Guar gum is used to make emulsions, for marbling colors, and to thicken water-based paint.
Guar gum is the ground endosperm of guar beans. The guar seeds are dehusked, milled, and screened to obtain the guar gum. Our guar gum is produced in Pakistan as a free-flowing, pale, off-white, fine ground powder, greater than 200 mesh.
Guar gum is a polysaccharide composed of the sugars galactose and mannose. Guar gum is more soluble than locust bean gum and is a better emulsifier. Unlike locust bean gum, it is not self-gelling. However, either borax or calcium (soluble calcium compounds, such as calcium chloride, are more effective) can cross-link guar gum, causing it to gel. In water, it is nonionic and hydrocolloidal. It is not affected by ionic strength or pH but will degrade at pH extremes. It remains stable in solution over the pH range of 5-7. Strong acids and alkalies can reduce its viscosity in solution.
Thickening: Guar gum shows high low-shear viscosity but is strongly shear-thinning. It is very thixotropic above 1% concentration, but below 0.3% its thixotropy is slight. It has a much greater low-shear viscosity than that of other hydrocolloid gums. Guar gum shows viscosity synergy with xanthan gum. Guar gum and casein mixtures can be slightly thixotropic.

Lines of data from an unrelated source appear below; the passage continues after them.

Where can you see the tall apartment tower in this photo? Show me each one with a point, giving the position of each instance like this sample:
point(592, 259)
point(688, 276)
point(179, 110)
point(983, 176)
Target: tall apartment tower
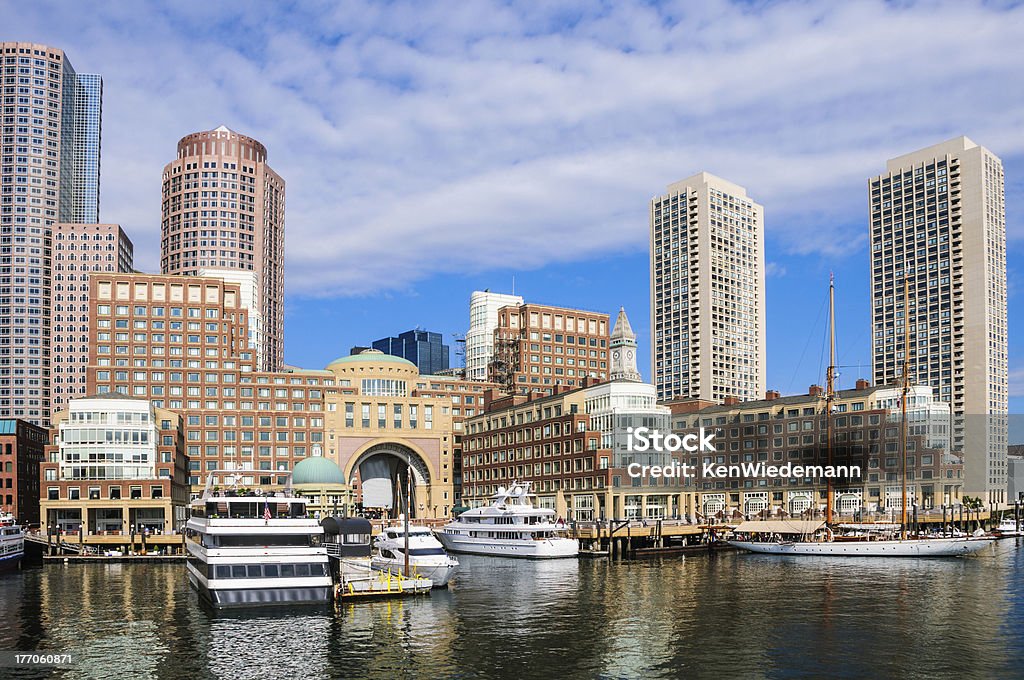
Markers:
point(223, 208)
point(708, 291)
point(43, 168)
point(938, 228)
point(483, 306)
point(78, 251)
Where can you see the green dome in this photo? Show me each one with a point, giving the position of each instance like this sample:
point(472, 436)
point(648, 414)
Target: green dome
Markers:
point(317, 470)
point(368, 355)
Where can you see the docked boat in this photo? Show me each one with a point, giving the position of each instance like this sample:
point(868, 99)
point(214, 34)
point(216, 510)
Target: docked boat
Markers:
point(1010, 527)
point(426, 554)
point(814, 538)
point(11, 543)
point(510, 526)
point(247, 548)
point(788, 537)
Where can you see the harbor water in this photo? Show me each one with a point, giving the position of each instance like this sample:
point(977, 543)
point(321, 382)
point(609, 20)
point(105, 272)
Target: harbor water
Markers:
point(728, 614)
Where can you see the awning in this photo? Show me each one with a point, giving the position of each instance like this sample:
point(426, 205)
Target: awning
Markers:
point(800, 526)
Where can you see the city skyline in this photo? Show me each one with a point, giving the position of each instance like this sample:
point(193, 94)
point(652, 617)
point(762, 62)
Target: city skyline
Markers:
point(797, 270)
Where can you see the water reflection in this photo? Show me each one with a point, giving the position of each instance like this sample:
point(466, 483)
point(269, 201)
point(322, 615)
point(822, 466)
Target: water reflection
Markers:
point(723, 614)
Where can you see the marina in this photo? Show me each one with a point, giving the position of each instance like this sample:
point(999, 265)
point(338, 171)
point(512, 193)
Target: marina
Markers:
point(658, 618)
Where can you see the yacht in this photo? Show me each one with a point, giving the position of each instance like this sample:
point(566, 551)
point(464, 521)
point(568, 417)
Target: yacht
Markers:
point(426, 555)
point(510, 526)
point(250, 548)
point(1010, 527)
point(815, 538)
point(11, 543)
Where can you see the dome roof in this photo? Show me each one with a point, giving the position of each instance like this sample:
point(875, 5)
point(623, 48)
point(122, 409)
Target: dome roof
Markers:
point(317, 470)
point(371, 355)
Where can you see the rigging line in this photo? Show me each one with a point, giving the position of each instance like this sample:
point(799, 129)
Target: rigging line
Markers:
point(807, 343)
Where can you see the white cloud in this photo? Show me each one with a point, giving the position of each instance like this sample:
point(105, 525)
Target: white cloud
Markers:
point(417, 139)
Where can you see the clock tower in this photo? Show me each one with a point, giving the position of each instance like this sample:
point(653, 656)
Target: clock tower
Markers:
point(624, 351)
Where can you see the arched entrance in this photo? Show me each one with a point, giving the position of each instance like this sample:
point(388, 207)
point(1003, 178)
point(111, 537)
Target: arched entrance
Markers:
point(383, 471)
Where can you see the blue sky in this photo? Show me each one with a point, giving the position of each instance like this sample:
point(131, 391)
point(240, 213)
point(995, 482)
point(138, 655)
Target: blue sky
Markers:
point(431, 150)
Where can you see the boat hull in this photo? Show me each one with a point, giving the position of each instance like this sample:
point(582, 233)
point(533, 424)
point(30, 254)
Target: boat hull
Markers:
point(222, 598)
point(545, 549)
point(11, 562)
point(909, 548)
point(439, 575)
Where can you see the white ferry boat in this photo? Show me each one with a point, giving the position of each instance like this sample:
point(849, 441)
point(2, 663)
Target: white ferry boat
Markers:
point(426, 555)
point(814, 538)
point(510, 526)
point(11, 543)
point(1009, 527)
point(247, 548)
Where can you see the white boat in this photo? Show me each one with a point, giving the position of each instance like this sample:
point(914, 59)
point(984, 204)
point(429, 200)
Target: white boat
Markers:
point(510, 526)
point(247, 548)
point(1009, 527)
point(814, 538)
point(11, 543)
point(426, 555)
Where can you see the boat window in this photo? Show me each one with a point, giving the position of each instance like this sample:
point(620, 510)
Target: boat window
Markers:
point(356, 539)
point(426, 551)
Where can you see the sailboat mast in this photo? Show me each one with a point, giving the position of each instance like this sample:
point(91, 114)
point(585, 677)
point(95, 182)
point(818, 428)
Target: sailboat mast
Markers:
point(829, 392)
point(905, 390)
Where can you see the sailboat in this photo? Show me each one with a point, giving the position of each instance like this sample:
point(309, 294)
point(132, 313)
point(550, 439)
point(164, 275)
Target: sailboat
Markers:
point(788, 537)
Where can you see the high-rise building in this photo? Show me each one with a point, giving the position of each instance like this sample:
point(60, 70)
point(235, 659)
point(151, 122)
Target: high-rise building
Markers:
point(483, 306)
point(88, 131)
point(78, 251)
point(539, 346)
point(43, 167)
point(186, 349)
point(708, 291)
point(427, 350)
point(223, 208)
point(938, 229)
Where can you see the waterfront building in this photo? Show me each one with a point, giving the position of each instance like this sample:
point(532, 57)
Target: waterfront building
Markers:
point(321, 481)
point(866, 425)
point(427, 350)
point(379, 428)
point(115, 466)
point(78, 251)
point(182, 342)
point(708, 291)
point(540, 346)
point(22, 447)
point(572, 445)
point(223, 208)
point(938, 229)
point(483, 306)
point(568, 454)
point(51, 175)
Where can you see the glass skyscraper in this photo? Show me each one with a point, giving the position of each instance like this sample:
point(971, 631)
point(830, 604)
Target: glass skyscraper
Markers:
point(88, 127)
point(43, 168)
point(423, 348)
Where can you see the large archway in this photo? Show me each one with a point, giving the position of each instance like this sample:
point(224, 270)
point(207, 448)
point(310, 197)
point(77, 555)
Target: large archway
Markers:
point(383, 471)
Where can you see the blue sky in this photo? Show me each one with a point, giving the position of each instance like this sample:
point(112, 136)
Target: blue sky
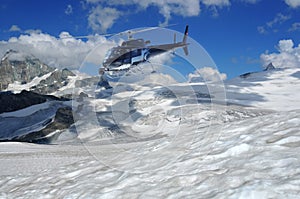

Use to thicken water-based paints, such as watercolor and casein paints.
Emulsifying Agent: Guar gum has almost 8 times the water-thickening potency of cornstarch—only a very small quantity is needed for producing sufficient viscosity. Thus it is used effectively as an emulsifier because it helps to prevent oil droplets from coalescing, and as a stabilizer, because it helps to prevent solid particles from settling.